Was kosten eigentlich 132 kg im Flieger? Ich glaube, da kann ich auch hier in den Delikatessenladen gehen.


----------



## Dorschrobby (24. November 2003)

Jo, wobei, wenn ichs richtig  verstanden hab warns ja auch 3 Personen, gibt aber immer noch 44Kg pro Nase.
Gibts da aber nicht strikte Fangbegrenzungen ?


----------



## Zwergpirat (24. November 2003)

132 kg Lachs für eine dreiköpfige Familie!

und dann am Flughafen aufgehalten werden und kräftig bezahlen müssen.

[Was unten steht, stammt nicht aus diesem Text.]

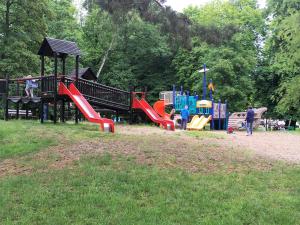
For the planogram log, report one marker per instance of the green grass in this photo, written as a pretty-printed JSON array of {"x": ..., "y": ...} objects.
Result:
[
  {"x": 206, "y": 134},
  {"x": 113, "y": 189},
  {"x": 20, "y": 137},
  {"x": 105, "y": 191}
]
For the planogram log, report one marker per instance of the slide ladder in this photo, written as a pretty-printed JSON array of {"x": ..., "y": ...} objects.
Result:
[
  {"x": 86, "y": 109},
  {"x": 159, "y": 107},
  {"x": 198, "y": 123},
  {"x": 144, "y": 105}
]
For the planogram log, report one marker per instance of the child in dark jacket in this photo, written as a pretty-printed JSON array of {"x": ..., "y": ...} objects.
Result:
[
  {"x": 250, "y": 120},
  {"x": 185, "y": 114}
]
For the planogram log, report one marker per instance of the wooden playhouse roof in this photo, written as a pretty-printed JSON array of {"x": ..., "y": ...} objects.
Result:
[
  {"x": 85, "y": 73},
  {"x": 60, "y": 47}
]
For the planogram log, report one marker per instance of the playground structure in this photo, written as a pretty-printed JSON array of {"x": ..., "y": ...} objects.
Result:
[
  {"x": 204, "y": 110},
  {"x": 237, "y": 119},
  {"x": 62, "y": 94}
]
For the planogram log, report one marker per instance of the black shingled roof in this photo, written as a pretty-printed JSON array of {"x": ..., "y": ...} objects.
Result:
[
  {"x": 85, "y": 73},
  {"x": 61, "y": 47}
]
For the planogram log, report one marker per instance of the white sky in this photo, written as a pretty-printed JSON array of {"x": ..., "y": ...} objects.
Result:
[{"x": 179, "y": 5}]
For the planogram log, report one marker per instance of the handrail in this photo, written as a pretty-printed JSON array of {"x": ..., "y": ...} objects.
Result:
[{"x": 95, "y": 92}]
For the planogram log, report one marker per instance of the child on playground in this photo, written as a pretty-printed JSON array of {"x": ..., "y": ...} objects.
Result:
[
  {"x": 30, "y": 85},
  {"x": 249, "y": 120},
  {"x": 185, "y": 114}
]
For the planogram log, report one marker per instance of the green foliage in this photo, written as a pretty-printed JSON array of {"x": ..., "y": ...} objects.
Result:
[
  {"x": 20, "y": 137},
  {"x": 232, "y": 58},
  {"x": 280, "y": 62},
  {"x": 22, "y": 27},
  {"x": 289, "y": 104},
  {"x": 61, "y": 21},
  {"x": 102, "y": 190}
]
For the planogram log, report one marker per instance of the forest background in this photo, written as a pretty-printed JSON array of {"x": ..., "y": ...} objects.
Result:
[{"x": 253, "y": 54}]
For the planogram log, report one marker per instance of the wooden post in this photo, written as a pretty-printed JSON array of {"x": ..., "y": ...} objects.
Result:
[
  {"x": 42, "y": 72},
  {"x": 6, "y": 97},
  {"x": 42, "y": 111},
  {"x": 219, "y": 105},
  {"x": 76, "y": 84},
  {"x": 55, "y": 89},
  {"x": 62, "y": 112},
  {"x": 26, "y": 107},
  {"x": 131, "y": 109}
]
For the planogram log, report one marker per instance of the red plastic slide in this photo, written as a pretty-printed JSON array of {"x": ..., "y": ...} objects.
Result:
[
  {"x": 85, "y": 107},
  {"x": 143, "y": 105},
  {"x": 159, "y": 107}
]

In diesem Fall könnte einen die klammheimliche Freude beschleichen, daß es hier die Richtigen erwischt hat.


----------



## schlot (24. November 2003)

Maße mir da mal kein Urteil zu, da ich nicht weiß wie lange die in Kanada waren!
Auf jeden Fall kannst du machen was du willst irgendwie wird man immer abgezockt, hier eben beim Zoll!
Läßt du den Lachs drüben räuchern zocken die dich ab!
Vielleicht müssen wir bald beim Veterinär in Kiel oder Flensburg vorfahren wenn wir aus Norge einreisen!
Wenn ich 10 Tage in Norge zum Fischen war, denke ich mir nichts dabei mit 30 - 40 kg Fisch zurück zu kommen!
Denke mal das fangen manche an einen guten Tag, wie z.B. bei
AB-Hitratour 2003 Köhlerrun, nur hat da kein Hahn danach gekräht! (Waren halt alles Boardies)
Finde das auch gut so, jeder soll das so machen wie er es für richtig hält und in Kanada und Alaska wird mit Sicherheit peinlicher als in Norge darauf geachtet was man fängt.
Außerdem gibts da Fangbeschränkungen und in Norge nicht also kann ich die Kritik von einigen hier nicht verstehn!
Zur eigentlichen Problemmatik, finde es eine Sauerei wenn man mit gefrorenen Fisch hier am Flughafen stehen gelassen wird bis es ein Veterinär für nötig erachtet deinen Fisch abzunehmen und das mit Sicherheit für nicht wenig Geld!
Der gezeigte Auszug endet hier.